Con la Shell avevamo la quattordicesima, il premio di produzione, i regali a Pasqua e a Natale. L’azienda ha realizzato impianti sportivi gratuiti per tennis, bocce, calcio, tutte cose che la Cgil diceva essere paternalismo, però la gente le utilizzava. Pagava le vacanze per i figli in strutture che affittava e noi come sindacato andavamo a controllare: ad Auronzo, al lido di Venezia. Non avevamo fondi sanitari perché la Cgil sosteneva che tutto dovesse essere pubblico.

Con l'arrivo di Agip petroli siamo entrati a far parte del Fasen e la Cgil diceva ai lavoratori di non aderire. Avevamo un circolo aziendale che finanziava le settimane bianche a prezzo contenuto.

La chiusura

A un certo punto si è decisa la chiusura della raffineria di Rho perché sul piano tecnologico non reggeva più, inoltre sul territorio andavano crescendo le proteste e nel ‘94 scadeva la concessione. A noi interessava una cosa sola e, già quando cominciarono i primi segnali di una possibile chiusura, la parola d'ordine era che noi dovevamo “sapere prima quello che sarebbe avvenuto dopo”, ma nessuno ce lo diceva e pochi lo sapevano perché era un problema politico. La decisione finale fu che su quell'area sarebbe nata la Fiera. Ci furono scontri aspri sul destino dell'area, ma il futuro dei lavoratori non interessava a nessuno.

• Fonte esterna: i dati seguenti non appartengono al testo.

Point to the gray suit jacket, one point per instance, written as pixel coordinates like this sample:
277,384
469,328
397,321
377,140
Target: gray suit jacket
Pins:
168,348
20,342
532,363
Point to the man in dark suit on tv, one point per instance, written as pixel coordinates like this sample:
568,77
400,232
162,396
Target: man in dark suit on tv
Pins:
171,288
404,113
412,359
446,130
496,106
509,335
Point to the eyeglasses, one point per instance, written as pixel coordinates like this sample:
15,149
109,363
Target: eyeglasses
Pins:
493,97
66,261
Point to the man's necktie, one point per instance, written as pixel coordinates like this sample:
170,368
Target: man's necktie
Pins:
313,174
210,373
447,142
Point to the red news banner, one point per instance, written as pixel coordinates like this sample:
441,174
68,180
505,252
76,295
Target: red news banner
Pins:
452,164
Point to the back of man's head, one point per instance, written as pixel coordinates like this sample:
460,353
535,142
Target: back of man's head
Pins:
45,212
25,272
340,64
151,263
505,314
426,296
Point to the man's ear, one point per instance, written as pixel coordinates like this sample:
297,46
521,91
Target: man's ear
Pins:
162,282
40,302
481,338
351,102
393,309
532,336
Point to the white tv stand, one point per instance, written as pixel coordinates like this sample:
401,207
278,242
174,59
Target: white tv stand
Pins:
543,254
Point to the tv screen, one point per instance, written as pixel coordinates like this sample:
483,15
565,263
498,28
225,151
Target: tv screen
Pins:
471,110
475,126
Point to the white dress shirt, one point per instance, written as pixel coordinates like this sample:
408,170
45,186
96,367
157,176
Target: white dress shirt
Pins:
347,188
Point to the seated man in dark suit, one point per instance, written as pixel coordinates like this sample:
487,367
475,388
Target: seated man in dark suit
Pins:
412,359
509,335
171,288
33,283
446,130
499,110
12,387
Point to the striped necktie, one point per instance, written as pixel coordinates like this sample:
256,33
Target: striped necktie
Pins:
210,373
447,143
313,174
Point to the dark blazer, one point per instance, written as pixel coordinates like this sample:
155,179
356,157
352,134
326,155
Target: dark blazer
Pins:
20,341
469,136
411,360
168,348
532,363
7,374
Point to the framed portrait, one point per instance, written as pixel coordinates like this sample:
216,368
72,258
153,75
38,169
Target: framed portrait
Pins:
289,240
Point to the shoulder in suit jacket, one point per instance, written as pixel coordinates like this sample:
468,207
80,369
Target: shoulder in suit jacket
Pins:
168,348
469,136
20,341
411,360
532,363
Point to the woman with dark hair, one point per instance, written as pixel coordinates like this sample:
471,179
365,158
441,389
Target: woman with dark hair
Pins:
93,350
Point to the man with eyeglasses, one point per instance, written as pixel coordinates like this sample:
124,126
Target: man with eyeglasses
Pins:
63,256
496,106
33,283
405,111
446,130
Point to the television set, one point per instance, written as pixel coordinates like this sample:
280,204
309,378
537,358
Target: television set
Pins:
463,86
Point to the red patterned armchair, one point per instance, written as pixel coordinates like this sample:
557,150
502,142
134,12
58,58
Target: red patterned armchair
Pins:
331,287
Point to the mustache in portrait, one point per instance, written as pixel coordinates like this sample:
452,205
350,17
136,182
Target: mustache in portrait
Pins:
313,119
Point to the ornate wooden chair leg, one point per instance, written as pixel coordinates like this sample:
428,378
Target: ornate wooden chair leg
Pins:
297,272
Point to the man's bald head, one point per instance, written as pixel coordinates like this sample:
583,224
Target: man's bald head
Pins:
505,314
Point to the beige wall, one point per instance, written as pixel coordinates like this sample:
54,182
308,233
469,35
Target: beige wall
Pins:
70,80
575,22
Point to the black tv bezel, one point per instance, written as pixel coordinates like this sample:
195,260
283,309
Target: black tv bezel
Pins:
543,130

In un incontro riservato con l'amministratore delegato dell’Eni questi ci disse che la decisione di chiudere la raffineria era stata presa, noi avremmo potuto fare qualunque azione, anche la più dura, ma loro la raffineria l'avrebbero comunque fermata perché non reggeva più: "Sta a voi decidere, se vogliamo fare un patto tra uomini e chiudere senza colpo ferire, oppure fare come hanno fatto altri che si sono opposti con forza ma noi abbiamo chiuso lo stesso". Dopo quell'incontro abbiamo fatto delle assemblee reparto per reparto proponendo di scegliere tra una linea morbida e una linea dura. Abbiamo fatto votare tutti i lavoratori e, tranne una decina, tutti hanno sostenuto la linea morbida. A quel punto abbiamo proceduto senza più convocare i lavoratori, perché in situazioni di crisi la solidarietà sparisce e ognuno pensa per sé. Io l’ho sperimentato. Abbiamo fatto un accordo che prevedeva che nessuno venisse licenziato, nessuno andasse in cassa integrazione ma tutti fossero ricollocati nel giro di un certo tempo. E fu un patto fra uomini, avvenuto con una stretta di mano senza un accordo scritto, che venne rispettato. In occasione della chiusura non ci fu nessuno sciopero. Fu comunque un fatto traumatico. C'erano donne che piangevano perché erano state trasferite da Rho a San Donato, i turnisti furono portati a Sannazzaro. I dieci lavoratori che avevano votato contro sono rimasti otto anni al loro posto nella raffineria ferma senza fare nulla.

Quando è stata chiusa qualcuno ci ha accusato di averla svenduta.